Byron Buxton homered twice, Carlos Correa once, and Michael A. Taylor contributed an RBI double. But the most astounding performance in the Twins' 6-0 victory over the Red Sox on Thursday was turned in by Joe Ryan, who retired three Red Sox hitters in order in the ninth inning to secure a split of the four-game series and the 10-game homestand.
Why was that quiet inning so notable? Because Ryan pitched the other eight innings, too, snapping the Twins' streak of 724 games — more than five years — without a nine-inning complete game.
Ryan allowed the hot-hitting Red Sox, who had scored 60 runs in their previous eight games, just three hits, all of them singles and never more than one an inning. He didn't walk a batter and struck out nine in winning for the eighth time this year.

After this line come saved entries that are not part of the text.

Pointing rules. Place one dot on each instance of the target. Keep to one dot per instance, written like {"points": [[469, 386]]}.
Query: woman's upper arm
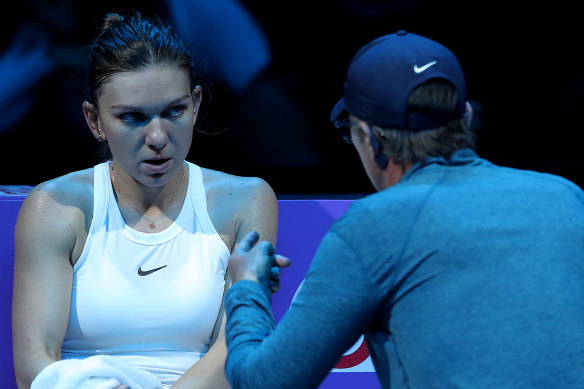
{"points": [[44, 239], [260, 211]]}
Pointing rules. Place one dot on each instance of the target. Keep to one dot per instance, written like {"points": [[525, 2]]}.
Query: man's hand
{"points": [[257, 262]]}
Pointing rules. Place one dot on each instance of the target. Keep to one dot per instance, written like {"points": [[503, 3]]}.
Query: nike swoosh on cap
{"points": [[422, 68], [146, 272]]}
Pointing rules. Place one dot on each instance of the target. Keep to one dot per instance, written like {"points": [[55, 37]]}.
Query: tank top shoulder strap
{"points": [[101, 196], [199, 199]]}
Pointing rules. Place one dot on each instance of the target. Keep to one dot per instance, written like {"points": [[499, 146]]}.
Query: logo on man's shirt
{"points": [[146, 272]]}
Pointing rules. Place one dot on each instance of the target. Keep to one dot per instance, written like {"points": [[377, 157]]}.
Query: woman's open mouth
{"points": [[154, 166]]}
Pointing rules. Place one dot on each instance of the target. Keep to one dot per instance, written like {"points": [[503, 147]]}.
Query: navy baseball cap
{"points": [[384, 72]]}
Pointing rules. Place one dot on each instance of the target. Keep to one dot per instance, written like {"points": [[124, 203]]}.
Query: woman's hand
{"points": [[257, 262]]}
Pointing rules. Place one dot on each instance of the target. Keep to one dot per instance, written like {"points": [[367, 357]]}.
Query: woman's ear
{"points": [[92, 118], [197, 95]]}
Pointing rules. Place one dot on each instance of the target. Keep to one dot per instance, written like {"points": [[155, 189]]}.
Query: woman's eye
{"points": [[174, 111]]}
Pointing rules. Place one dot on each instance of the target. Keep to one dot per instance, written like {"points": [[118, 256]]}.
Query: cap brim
{"points": [[338, 109]]}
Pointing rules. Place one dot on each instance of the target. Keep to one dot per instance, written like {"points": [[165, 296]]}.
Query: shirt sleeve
{"points": [[332, 309]]}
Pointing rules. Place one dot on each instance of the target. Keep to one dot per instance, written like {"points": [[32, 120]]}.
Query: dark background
{"points": [[522, 63]]}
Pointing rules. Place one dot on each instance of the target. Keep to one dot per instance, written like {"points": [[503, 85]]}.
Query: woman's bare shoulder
{"points": [[221, 184]]}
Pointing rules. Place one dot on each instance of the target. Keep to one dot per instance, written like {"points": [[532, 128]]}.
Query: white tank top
{"points": [[150, 299]]}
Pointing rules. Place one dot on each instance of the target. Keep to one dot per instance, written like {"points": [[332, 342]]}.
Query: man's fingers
{"points": [[281, 261], [248, 241]]}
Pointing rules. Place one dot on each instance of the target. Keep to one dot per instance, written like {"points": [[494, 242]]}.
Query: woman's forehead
{"points": [[146, 85]]}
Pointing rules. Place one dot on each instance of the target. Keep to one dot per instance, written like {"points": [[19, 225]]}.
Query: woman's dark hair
{"points": [[132, 43], [440, 98]]}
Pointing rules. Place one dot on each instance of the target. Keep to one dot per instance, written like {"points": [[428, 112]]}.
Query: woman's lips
{"points": [[157, 165]]}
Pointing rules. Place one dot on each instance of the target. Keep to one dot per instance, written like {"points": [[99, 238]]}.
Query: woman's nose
{"points": [[156, 136]]}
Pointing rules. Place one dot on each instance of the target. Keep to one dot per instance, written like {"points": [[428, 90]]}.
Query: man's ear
{"points": [[467, 114], [92, 118], [372, 141]]}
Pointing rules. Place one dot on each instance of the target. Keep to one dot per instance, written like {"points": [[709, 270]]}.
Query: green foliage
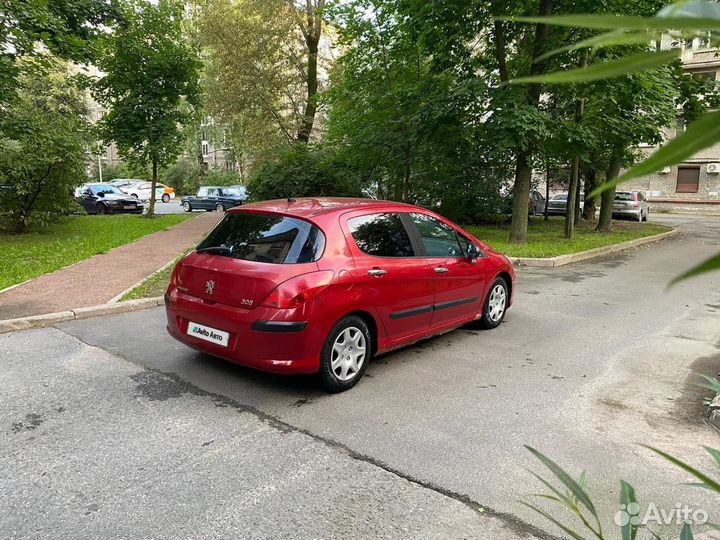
{"points": [[303, 171], [67, 29], [680, 20], [577, 501], [151, 83], [43, 136], [71, 240]]}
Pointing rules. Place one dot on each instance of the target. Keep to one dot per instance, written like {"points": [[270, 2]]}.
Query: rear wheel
{"points": [[345, 354], [495, 304]]}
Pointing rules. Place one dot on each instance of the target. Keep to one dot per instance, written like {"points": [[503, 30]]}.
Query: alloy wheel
{"points": [[348, 353], [496, 305]]}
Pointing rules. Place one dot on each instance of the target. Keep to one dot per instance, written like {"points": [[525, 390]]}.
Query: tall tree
{"points": [[67, 29], [43, 137], [151, 84], [265, 62]]}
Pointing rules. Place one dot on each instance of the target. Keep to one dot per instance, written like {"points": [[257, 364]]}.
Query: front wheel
{"points": [[345, 354], [495, 304]]}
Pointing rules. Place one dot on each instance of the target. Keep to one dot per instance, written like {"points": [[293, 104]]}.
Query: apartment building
{"points": [[694, 185]]}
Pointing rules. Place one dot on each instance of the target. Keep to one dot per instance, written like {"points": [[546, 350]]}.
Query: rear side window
{"points": [[266, 238], [381, 235], [439, 239]]}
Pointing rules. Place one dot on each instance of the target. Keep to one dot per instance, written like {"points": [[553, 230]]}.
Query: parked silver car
{"points": [[632, 204]]}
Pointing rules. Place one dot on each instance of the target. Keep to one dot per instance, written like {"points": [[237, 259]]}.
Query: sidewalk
{"points": [[100, 278]]}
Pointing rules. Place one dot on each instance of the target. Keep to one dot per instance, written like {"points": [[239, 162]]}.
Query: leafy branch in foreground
{"points": [[576, 500], [682, 20]]}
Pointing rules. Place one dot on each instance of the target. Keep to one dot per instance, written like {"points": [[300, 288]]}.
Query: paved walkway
{"points": [[100, 278]]}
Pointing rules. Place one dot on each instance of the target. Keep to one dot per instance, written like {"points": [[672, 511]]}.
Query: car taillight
{"points": [[298, 290]]}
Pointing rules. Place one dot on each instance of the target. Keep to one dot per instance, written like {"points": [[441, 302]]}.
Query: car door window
{"points": [[381, 235], [439, 239]]}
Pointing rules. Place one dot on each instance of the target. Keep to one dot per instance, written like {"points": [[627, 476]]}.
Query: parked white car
{"points": [[141, 190]]}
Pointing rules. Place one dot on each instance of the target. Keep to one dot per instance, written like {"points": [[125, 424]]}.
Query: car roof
{"points": [[314, 206]]}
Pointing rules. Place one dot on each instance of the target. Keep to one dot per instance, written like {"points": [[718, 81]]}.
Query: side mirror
{"points": [[473, 251]]}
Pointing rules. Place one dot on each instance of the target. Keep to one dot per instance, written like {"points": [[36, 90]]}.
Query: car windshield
{"points": [[265, 238], [106, 190]]}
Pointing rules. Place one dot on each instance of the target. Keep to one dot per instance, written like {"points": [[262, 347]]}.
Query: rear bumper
{"points": [[280, 341]]}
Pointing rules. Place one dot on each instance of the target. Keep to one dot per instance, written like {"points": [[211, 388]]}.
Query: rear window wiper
{"points": [[218, 250]]}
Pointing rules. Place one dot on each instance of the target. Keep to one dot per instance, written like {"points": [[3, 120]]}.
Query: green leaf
{"points": [[699, 135], [616, 37], [686, 532], [714, 453], [605, 70], [707, 482], [547, 516], [566, 479], [627, 496], [625, 22], [710, 265]]}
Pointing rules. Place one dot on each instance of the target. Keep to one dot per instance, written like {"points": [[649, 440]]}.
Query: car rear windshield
{"points": [[265, 238]]}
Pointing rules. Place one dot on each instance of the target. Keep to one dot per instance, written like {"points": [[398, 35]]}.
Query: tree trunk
{"points": [[308, 119], [523, 173], [577, 198], [547, 193], [572, 196], [151, 205], [590, 184], [521, 199], [607, 199]]}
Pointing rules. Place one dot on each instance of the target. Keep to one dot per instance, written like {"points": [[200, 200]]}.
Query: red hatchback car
{"points": [[322, 285]]}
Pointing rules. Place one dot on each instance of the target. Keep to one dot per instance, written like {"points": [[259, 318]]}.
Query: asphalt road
{"points": [[112, 429]]}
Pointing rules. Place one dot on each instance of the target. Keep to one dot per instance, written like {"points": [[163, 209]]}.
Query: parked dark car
{"points": [[214, 198], [106, 199]]}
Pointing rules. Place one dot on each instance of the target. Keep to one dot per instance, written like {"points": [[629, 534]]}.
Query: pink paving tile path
{"points": [[100, 278]]}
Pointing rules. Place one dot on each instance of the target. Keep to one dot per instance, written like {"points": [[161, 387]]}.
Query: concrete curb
{"points": [[38, 321], [562, 260]]}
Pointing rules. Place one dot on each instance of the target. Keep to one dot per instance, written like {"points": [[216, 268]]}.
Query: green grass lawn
{"points": [[73, 239], [546, 239], [154, 285]]}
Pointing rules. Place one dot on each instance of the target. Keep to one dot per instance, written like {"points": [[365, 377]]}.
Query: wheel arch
{"points": [[371, 323]]}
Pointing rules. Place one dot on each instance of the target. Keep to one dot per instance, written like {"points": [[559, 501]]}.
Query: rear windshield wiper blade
{"points": [[218, 250]]}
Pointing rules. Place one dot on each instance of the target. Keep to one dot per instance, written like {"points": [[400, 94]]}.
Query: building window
{"points": [[688, 179]]}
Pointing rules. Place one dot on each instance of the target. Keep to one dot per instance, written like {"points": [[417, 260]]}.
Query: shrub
{"points": [[303, 171]]}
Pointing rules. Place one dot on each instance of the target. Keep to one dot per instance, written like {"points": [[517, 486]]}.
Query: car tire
{"points": [[345, 354], [495, 305]]}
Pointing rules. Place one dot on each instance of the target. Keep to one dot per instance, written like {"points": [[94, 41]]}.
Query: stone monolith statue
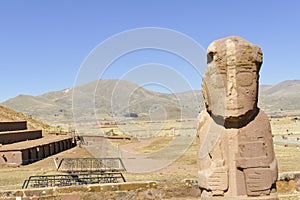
{"points": [[236, 158]]}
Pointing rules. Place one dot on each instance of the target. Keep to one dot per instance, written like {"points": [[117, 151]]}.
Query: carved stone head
{"points": [[230, 83]]}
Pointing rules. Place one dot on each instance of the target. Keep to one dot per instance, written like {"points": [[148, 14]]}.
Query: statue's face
{"points": [[230, 84]]}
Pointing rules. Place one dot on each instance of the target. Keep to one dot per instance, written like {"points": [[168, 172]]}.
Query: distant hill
{"points": [[116, 98], [107, 99], [281, 99], [7, 114]]}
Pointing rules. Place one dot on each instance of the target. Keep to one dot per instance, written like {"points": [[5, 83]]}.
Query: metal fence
{"points": [[62, 180], [72, 165]]}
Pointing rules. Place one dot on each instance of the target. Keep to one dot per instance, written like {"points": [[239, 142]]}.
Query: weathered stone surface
{"points": [[235, 148]]}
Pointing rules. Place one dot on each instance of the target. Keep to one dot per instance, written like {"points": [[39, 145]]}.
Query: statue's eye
{"points": [[245, 79], [210, 57]]}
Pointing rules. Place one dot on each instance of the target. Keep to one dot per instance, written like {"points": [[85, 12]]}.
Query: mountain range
{"points": [[107, 99]]}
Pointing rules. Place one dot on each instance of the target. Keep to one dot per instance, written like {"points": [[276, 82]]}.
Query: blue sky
{"points": [[44, 43]]}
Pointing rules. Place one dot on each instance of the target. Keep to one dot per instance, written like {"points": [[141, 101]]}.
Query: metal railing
{"points": [[61, 180], [72, 165]]}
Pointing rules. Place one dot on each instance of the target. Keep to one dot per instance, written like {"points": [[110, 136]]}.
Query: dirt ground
{"points": [[184, 167]]}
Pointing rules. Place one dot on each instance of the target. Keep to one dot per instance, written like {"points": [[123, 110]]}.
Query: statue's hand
{"points": [[215, 179], [258, 180]]}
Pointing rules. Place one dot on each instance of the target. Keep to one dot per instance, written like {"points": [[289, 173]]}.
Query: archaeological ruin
{"points": [[19, 145], [236, 158]]}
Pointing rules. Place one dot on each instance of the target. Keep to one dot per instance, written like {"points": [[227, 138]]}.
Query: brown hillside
{"points": [[7, 114]]}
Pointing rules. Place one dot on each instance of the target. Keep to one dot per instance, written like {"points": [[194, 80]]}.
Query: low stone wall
{"points": [[152, 190], [129, 190], [34, 153], [13, 126], [18, 136]]}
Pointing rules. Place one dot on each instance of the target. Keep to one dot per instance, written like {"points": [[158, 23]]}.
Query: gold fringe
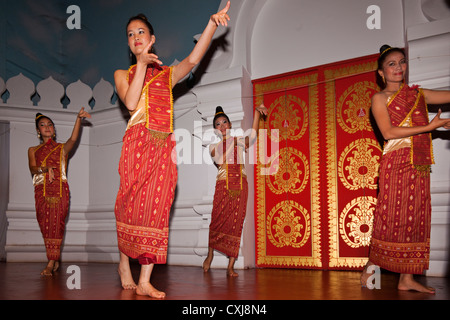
{"points": [[234, 193]]}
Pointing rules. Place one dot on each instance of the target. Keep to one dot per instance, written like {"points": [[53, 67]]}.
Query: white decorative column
{"points": [[428, 48]]}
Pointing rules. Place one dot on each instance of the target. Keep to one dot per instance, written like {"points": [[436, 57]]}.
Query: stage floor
{"points": [[22, 281]]}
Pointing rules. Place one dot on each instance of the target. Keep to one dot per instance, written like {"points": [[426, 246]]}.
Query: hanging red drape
{"points": [[317, 172]]}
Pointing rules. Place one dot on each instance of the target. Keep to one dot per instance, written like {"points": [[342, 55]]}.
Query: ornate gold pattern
{"points": [[353, 107], [288, 224], [288, 114], [292, 172], [355, 222], [335, 260], [358, 166], [312, 259]]}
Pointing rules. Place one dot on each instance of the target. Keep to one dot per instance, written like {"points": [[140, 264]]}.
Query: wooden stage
{"points": [[22, 281]]}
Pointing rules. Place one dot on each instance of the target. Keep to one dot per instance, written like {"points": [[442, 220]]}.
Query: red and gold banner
{"points": [[317, 181]]}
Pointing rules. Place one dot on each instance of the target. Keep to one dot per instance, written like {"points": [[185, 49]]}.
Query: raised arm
{"points": [[194, 58], [382, 118], [76, 131]]}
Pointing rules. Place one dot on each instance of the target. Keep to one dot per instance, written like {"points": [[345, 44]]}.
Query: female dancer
{"points": [[402, 220], [230, 197], [48, 165], [147, 174]]}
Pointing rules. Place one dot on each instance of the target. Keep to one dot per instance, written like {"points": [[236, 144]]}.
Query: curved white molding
{"points": [[21, 89], [102, 93], [51, 93], [79, 95]]}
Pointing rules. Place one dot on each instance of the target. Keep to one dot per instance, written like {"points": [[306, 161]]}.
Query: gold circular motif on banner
{"points": [[288, 225], [356, 220], [289, 115], [358, 164], [353, 107], [289, 172]]}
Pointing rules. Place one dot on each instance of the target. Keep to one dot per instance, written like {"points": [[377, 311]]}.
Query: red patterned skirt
{"points": [[227, 219], [51, 213], [148, 179], [402, 218]]}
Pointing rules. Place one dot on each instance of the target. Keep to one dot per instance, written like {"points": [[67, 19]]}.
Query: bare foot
{"points": [[146, 289], [365, 275], [47, 272], [232, 273], [407, 282], [52, 266], [125, 277], [207, 264]]}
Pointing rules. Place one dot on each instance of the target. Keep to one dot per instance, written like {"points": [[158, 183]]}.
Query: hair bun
{"points": [[219, 110], [384, 48]]}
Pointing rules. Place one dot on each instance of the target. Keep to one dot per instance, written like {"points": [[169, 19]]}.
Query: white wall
{"points": [[264, 38]]}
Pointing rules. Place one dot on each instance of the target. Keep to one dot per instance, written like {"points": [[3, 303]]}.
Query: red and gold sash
{"points": [[158, 97], [408, 106], [51, 154], [233, 167]]}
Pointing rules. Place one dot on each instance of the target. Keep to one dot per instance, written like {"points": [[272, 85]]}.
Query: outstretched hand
{"points": [[437, 122], [83, 114], [147, 57], [221, 17]]}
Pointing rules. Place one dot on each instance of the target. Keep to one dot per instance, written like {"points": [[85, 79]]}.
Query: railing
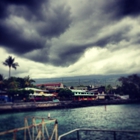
{"points": [[36, 130], [99, 130]]}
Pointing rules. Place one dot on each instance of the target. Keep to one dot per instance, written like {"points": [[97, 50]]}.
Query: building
{"points": [[51, 85], [82, 95]]}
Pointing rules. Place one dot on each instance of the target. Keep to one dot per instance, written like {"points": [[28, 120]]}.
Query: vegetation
{"points": [[130, 86], [10, 63]]}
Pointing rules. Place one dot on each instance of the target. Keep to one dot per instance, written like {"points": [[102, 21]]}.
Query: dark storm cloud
{"points": [[46, 21], [70, 55], [122, 8]]}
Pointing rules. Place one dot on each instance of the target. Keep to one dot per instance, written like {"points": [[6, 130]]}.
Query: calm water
{"points": [[122, 117]]}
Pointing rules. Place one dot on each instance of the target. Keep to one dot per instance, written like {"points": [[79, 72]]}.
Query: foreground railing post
{"points": [[78, 137], [114, 135]]}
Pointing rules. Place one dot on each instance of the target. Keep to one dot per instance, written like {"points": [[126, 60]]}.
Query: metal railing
{"points": [[99, 130], [36, 130]]}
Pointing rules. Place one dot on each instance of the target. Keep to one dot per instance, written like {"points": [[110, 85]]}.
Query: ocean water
{"points": [[116, 117]]}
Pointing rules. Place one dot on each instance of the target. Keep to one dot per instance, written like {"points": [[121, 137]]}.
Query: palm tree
{"points": [[1, 81], [10, 63]]}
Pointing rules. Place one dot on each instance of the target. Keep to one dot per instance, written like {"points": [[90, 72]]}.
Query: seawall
{"points": [[33, 106]]}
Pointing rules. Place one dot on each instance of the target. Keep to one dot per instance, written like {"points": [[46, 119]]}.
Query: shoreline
{"points": [[38, 106]]}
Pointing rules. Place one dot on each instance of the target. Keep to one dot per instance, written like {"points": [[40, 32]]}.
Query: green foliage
{"points": [[130, 86], [10, 63]]}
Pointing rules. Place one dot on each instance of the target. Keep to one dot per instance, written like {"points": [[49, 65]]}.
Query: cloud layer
{"points": [[62, 34]]}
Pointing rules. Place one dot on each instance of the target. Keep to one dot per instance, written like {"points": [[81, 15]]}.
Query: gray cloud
{"points": [[42, 24], [29, 28]]}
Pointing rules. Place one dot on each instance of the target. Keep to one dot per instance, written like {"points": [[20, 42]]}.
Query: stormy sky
{"points": [[50, 38]]}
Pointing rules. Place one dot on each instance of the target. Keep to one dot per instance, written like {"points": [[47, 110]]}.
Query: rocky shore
{"points": [[34, 106]]}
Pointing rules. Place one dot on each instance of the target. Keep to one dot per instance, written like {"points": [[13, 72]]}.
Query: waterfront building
{"points": [[82, 95], [51, 85]]}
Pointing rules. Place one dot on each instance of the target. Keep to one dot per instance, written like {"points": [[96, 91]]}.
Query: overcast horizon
{"points": [[50, 38]]}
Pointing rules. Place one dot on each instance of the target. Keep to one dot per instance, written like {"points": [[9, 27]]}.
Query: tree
{"points": [[131, 85], [10, 63], [1, 82]]}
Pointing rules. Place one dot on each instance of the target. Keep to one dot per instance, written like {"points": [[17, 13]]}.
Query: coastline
{"points": [[36, 106]]}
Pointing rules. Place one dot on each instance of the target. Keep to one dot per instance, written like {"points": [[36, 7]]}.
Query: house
{"points": [[51, 85], [82, 95]]}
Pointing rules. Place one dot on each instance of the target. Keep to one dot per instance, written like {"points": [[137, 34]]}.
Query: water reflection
{"points": [[122, 117]]}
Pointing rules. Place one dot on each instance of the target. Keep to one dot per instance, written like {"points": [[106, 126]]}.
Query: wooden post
{"points": [[114, 135], [78, 136]]}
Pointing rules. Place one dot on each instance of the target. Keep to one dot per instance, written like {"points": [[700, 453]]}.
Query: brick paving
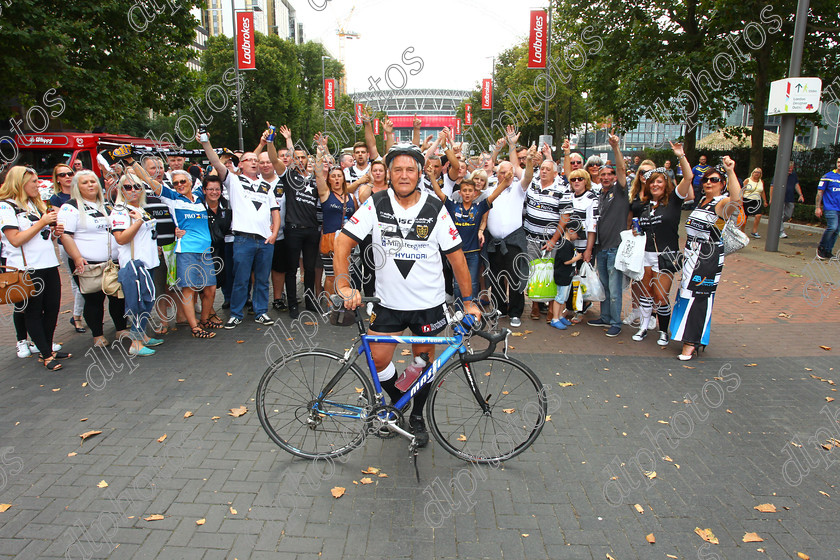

"Quite impressive," said Buxton, more captivated by Ryan's near-perfection than his own 931 feet of home runs, a pair of upper-deck blasts. "You can't put into words — especially him — his mentality coming into today. He was locked in all day."
The Target Field matinee crowd of 28,553 cheered when Ryan jogged to the mound in the ninth inning, his walk-up music "Fire on the Mountain" playing as an encore over the loudspeakers. The cheers grew louder as he struck out Jarren Duran on an up-and-away fastball, then grew into roars when Justin Turner popped up to second baseman Kyle Farmer.
And the ovation hit a no-hitter-like zenith when Ryan finished off the best start of his MLB career by inducing Masataka Yoshida to fly out to left fielder Willi Castro.
"That was electric. That was awesome, getting the walkout [music] going again, then having their leadoff hitter up again," said Ryan, who lowered his ERA to 2.98 with the shutout. "It was like, 'Oh, we're in the first inning again.' I felt good. I felt like I was just getting, kinda, warmed up."
It looked like it. Ryan threw 112 pitches, the most by a Twin since Kenta Maeda in 2020, and stuck almost entirely with fastballs, 75 of them, and 35 splitters. Emilio Pagan threw in the bullpen just in case, but Twins manager Rocco Baldelli said he gave scant thought to pulling his starter.